Table 13 Fault detection metrics for solar panels before the Penca-GAN.
Fig. 8
figure 8

Fault detection performance metrics for solar panels before the Penca-GAN.

The evaluation of the fault detection performance for solar panels using various models is illustrated in Tables 14 and 15, showcasing the effectiveness of traditional GANs and GANs with identity blocks, respectively. The ablation test results demonstrate how different architectural choice impacts the model performance. In Table 14, the performance metrics reveal that Vision Transformers (ViT) achieved the highest accuracy at 86.46%, along with robust sensitivity (86.01%) and specificity (85.34%). YOLOv6 also performed well with an accuracy of 86.01%, indicating its reliability in fault detection. Other models, including VGG-16 and MobileNetV3, demonstrated slightly lower accuracies of 82.19% and 83.54%, respectively, highlighting some limitations in their detection capabilities. Comprehensive performance metrics, including precision, recall, and F1-score, further emphasize the competitive nature of these models, as shown in Fig. 9.

In contrast, Table 15 presents the fault detection metrics after employing GANs with identity blocks, where ViT improved its accuracy to 87.65%, reflecting enhanced performance through architectural modifications. The ablation test results indicate that the integration of the identity blocks significantly contributed to this improvement. YOLOv6 maintained a high performance with an accuracy of 87.12%, while VGG-16 showed a modest improvement with an accuracy of 84.54%. This comparison highlights the benefits of integrating identity blocks in GAN architectures to boost the performance of fault detection systems. The overall improvements in sensitivity and specificity across models, particularly in ViT and CNN-Bi-GRU, are visually represented in Fig. 10, illustrating the advancements made in detecting faults in solar panels through these innovative approaches.

Table 14 Fault detection performance metrics for solar panels after the traditional GAN.
Fig. 9
figure 9

Fault detection performance metrics for solar panels after using the traditional GAN.

Table 15 Fault detection performance metrics for solar panels after GAN with identity block.
Fig. 10
figure 10

Fault detection performance metrics for solar panels after using GAN with identity block.

Table 16 illustrates the performance metrics for fault detection in solar panels after the implementation of the Penca-GAN model. The results showcase significant improvements across all evaluated models compared to their pre-Penca-GAN performance. Vision Transformers (ViT) achieved the highest accuracy at 92.32%, demonstrating a remarkable improvement in the fault detection capabilities. The sensitivity and specificity metrics also reflect this improvement, with ViT recording a sensitivity of 91.59% and a specificity of 91.89%. YOLOv6, while slightly lower in overall accuracy at 90.04%, exhibited a strong sensitivity of 91.76%, affirming its reliability in identifying faults.
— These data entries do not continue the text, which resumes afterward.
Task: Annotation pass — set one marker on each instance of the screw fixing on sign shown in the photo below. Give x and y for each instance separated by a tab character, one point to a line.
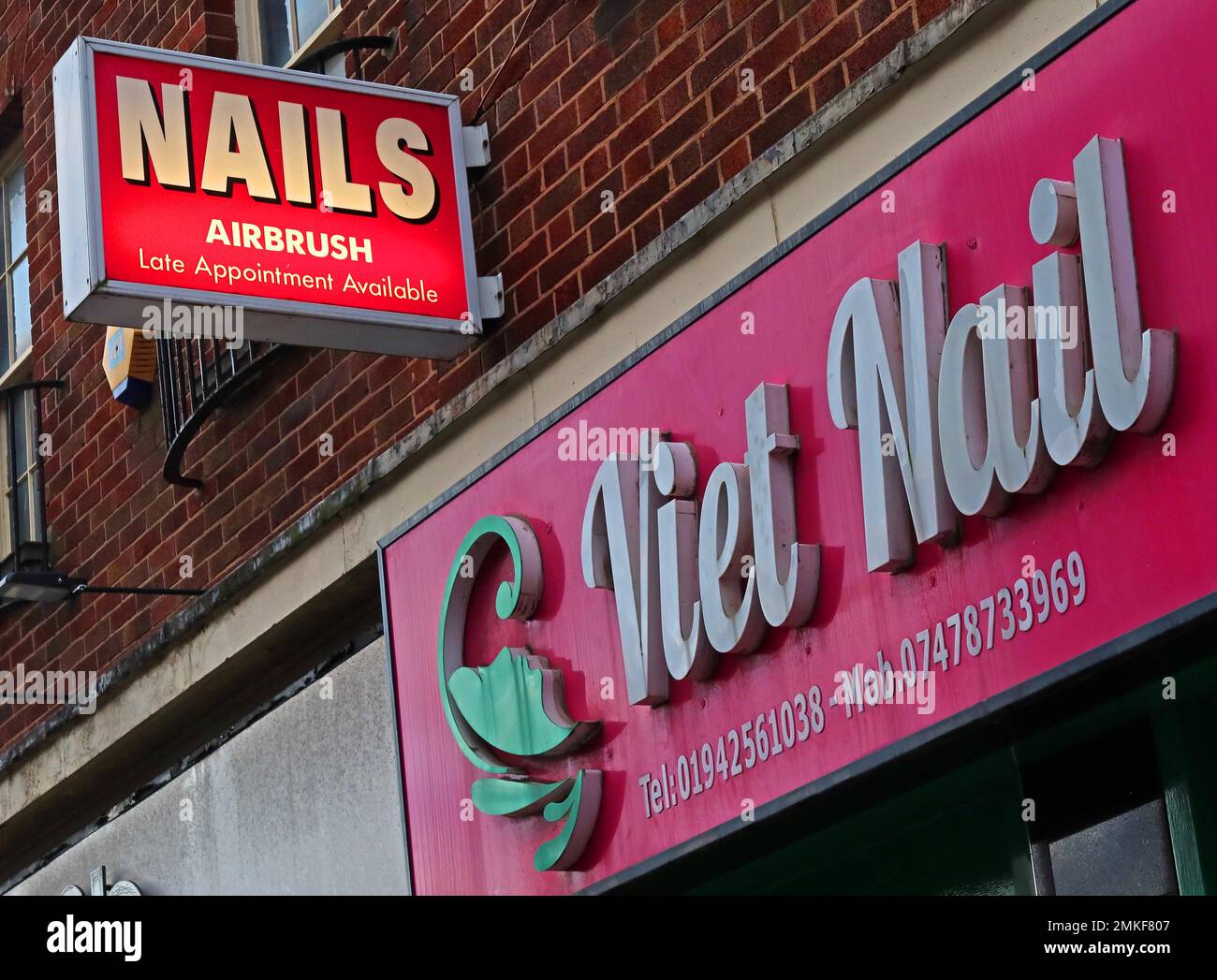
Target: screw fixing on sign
515	705
130	365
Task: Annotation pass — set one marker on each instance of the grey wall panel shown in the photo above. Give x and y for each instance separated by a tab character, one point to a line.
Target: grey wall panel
303	801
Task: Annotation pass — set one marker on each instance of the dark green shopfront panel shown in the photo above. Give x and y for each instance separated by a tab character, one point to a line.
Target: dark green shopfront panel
960	826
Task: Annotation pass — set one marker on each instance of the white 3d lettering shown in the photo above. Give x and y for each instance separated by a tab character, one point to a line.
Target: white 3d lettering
976	416
643	538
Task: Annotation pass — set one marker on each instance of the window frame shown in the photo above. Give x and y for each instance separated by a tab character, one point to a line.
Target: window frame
12	158
250	36
33	537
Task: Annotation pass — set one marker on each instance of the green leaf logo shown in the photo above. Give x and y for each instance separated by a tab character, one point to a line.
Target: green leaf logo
515	707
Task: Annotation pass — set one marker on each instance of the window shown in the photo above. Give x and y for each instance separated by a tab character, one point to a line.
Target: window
21	522
15	325
290	33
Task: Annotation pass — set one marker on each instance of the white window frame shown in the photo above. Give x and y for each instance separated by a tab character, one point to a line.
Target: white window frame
248	33
8	162
10	481
17	372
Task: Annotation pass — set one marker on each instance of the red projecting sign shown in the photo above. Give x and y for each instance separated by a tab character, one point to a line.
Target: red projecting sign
330	212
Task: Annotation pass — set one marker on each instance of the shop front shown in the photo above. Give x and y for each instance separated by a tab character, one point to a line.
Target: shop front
885	569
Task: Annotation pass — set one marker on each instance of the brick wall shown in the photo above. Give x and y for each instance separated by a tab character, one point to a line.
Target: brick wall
655	101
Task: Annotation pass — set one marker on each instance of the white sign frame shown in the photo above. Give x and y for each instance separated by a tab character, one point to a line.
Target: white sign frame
90	298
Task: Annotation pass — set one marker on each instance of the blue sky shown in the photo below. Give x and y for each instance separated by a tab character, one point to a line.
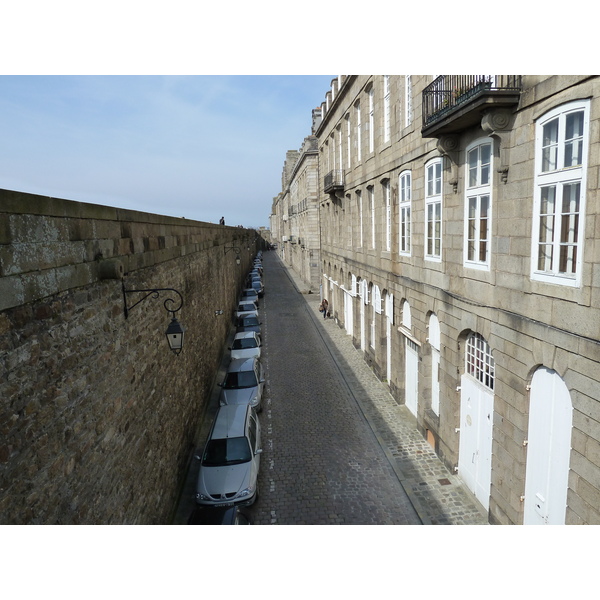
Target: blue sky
195	146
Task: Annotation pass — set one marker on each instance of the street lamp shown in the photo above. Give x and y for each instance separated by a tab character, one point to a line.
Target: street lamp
238	260
175	331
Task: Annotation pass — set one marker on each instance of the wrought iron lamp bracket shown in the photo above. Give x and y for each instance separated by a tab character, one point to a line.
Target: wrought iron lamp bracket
171	304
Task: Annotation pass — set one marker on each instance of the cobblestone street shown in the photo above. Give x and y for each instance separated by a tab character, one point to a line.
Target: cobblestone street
337	447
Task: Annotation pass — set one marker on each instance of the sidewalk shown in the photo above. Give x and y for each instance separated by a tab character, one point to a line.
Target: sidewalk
438	495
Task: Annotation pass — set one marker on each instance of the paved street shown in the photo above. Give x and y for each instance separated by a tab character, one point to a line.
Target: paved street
337	448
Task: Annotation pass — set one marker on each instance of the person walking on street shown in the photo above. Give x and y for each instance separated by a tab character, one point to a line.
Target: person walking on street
323	307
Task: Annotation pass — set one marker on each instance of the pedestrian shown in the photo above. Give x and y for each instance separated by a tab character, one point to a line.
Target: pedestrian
323	307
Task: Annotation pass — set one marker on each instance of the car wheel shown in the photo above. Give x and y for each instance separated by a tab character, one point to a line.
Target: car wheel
257	495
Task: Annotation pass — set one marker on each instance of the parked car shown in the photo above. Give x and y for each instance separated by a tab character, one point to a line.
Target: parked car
246	344
220	515
230	462
259	287
244	383
250	294
246	308
247	322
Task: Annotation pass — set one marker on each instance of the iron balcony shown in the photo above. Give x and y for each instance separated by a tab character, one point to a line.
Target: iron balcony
452	103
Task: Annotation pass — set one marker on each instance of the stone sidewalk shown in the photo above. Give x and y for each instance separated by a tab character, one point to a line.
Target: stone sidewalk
439	496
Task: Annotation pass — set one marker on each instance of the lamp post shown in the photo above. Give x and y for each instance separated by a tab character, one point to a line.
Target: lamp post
175	331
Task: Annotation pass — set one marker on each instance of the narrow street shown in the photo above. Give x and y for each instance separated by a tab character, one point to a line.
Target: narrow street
337	448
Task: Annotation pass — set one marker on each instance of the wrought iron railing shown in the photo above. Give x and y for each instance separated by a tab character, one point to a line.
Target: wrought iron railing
446	92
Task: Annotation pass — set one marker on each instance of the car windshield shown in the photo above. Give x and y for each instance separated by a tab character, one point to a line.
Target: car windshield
241	379
244	343
227	451
246	321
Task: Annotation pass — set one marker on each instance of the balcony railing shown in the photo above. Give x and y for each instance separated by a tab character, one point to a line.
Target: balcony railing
333	181
447	94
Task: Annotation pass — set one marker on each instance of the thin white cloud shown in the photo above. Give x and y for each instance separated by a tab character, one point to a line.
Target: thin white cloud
193	146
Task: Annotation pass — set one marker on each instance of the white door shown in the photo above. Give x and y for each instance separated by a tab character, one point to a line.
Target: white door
348	314
411	376
435	381
475	445
362	324
389	319
388	354
548	450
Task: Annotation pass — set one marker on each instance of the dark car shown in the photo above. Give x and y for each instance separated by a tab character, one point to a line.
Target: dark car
229	515
248	322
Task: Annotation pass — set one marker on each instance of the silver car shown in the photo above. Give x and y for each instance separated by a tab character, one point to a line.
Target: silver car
230	462
244	383
246	344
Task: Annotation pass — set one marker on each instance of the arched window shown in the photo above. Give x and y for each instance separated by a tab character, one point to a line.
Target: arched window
479	360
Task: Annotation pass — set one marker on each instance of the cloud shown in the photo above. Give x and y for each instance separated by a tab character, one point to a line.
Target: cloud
193	146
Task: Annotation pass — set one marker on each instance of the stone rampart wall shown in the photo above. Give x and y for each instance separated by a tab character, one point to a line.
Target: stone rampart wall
97	415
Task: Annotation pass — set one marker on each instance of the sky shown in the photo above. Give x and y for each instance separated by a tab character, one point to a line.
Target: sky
193	146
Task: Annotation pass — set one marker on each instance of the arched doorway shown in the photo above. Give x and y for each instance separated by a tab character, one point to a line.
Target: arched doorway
548	449
477	418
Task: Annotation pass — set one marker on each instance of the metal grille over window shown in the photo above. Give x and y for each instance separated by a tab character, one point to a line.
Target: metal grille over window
480	363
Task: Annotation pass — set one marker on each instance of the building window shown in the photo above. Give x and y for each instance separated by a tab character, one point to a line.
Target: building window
404	208
348	141
388	214
358	132
559	201
360	216
407	100
386	109
371	193
479	361
340	153
478	205
371	120
433	209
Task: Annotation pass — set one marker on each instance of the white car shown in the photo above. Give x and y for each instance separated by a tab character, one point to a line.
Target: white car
244	383
228	473
246	344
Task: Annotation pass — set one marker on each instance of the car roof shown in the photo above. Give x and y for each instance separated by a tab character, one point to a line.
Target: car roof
243	334
241	364
230	421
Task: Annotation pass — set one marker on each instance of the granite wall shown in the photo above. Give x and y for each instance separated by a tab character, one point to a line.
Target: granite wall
97	415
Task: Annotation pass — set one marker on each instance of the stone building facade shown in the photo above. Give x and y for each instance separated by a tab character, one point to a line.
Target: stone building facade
460	222
97	416
295	213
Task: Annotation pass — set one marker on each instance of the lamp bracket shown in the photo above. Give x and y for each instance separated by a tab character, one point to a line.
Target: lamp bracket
171	304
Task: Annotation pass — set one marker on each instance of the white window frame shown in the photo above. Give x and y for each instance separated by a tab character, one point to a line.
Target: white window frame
358	132
404	213
340	149
386	109
433	209
388	214
360	216
371	197
408	113
371	93
348	141
478	216
479	362
559	178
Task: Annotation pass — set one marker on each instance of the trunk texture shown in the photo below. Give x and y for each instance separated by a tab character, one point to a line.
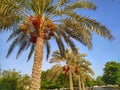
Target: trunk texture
37	66
83	86
70	80
79	82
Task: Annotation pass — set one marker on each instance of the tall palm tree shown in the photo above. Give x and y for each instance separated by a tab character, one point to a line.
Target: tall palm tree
83	72
40	20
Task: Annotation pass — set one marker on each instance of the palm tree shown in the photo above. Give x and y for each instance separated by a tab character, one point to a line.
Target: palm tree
68	68
84	72
35	22
74	64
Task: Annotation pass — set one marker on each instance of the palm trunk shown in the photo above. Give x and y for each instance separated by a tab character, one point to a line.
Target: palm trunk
79	82
37	66
83	86
70	80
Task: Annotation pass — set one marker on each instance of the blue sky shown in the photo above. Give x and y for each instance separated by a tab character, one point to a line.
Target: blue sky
103	51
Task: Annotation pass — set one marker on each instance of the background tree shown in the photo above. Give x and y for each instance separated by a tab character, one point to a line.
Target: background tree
112	73
12	80
99	81
41	20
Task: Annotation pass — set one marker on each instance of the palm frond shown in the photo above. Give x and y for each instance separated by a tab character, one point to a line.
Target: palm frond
54	72
97	27
81	4
32	49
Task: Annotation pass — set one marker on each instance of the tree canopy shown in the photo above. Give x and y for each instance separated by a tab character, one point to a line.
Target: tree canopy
112	73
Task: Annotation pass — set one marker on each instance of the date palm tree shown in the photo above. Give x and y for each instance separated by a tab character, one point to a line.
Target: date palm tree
83	72
75	64
36	22
68	68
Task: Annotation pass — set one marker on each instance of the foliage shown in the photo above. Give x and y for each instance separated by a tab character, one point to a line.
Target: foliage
70	25
90	83
12	80
61	82
112	73
35	22
99	81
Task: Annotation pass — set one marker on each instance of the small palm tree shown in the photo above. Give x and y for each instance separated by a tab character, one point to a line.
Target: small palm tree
35	22
73	64
84	72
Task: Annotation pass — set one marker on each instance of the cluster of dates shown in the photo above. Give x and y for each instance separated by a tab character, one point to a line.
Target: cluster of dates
33	25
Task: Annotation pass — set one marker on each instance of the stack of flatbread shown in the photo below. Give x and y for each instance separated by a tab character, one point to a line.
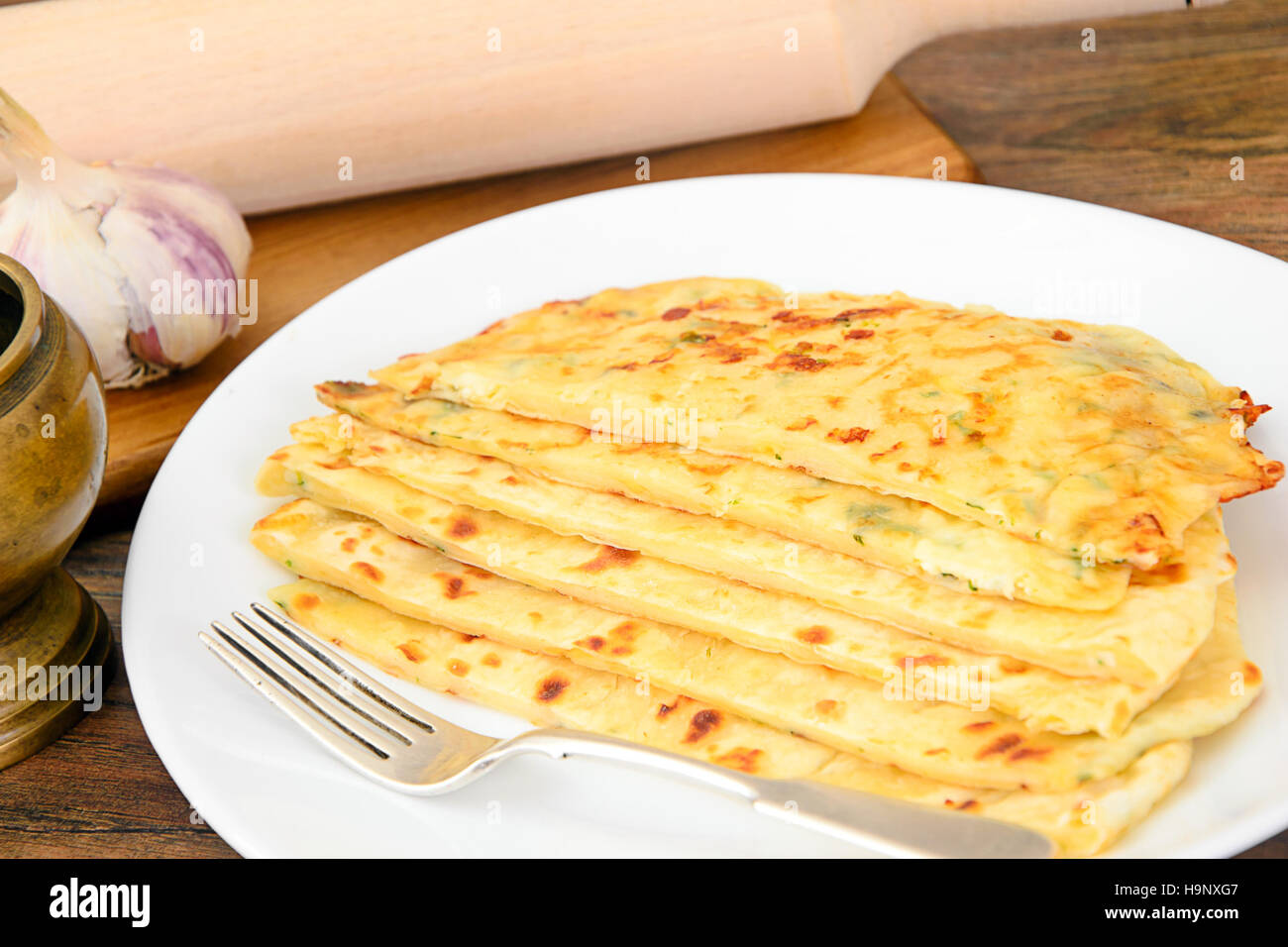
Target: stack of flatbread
940	554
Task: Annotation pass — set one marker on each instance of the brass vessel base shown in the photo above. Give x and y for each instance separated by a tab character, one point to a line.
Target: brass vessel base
50	647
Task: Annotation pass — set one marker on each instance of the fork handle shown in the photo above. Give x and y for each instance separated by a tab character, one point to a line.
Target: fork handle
888	826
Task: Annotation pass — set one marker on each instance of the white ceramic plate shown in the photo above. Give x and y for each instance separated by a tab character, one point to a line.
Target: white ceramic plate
269	789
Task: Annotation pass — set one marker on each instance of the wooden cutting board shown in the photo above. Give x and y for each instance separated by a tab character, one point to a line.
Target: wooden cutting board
303	256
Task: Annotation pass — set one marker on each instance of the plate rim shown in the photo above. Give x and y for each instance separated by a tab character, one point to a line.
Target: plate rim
1250	828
VGG-16 and MobileNetV3, with accuracies of 87.56% and 88.23%, respectively, also showed considerable gains, highlighting the effectiveness of Penca-GAN across different architectures. The integration of the Penca-GAN architecture significantly improved the fault detection process, as evidenced by the overall increase in accuracy and other performance metrics compared to the results obtained before its implementation. This enhancement can be attributed to Penca-GAN’s effective augmentation strategies, which enriched the training dataset, allowing the models to learn more robust features and improve their generalization capabilities. Comparative analysis underscores the advantages of using Penca-GAN in the augmentation process, resulting in more accurate and reliable fault detection in solar panels. Figure 11 visually illustrates these enhanced performance metrics, clearly depicting the post-implementation advancements.

Table 16 Performance metrics of fault detection in solar panel after using Penca-GAN model.
Fig. 11
figure 11

Fault detection metrics in solar panels using Penca-GAN.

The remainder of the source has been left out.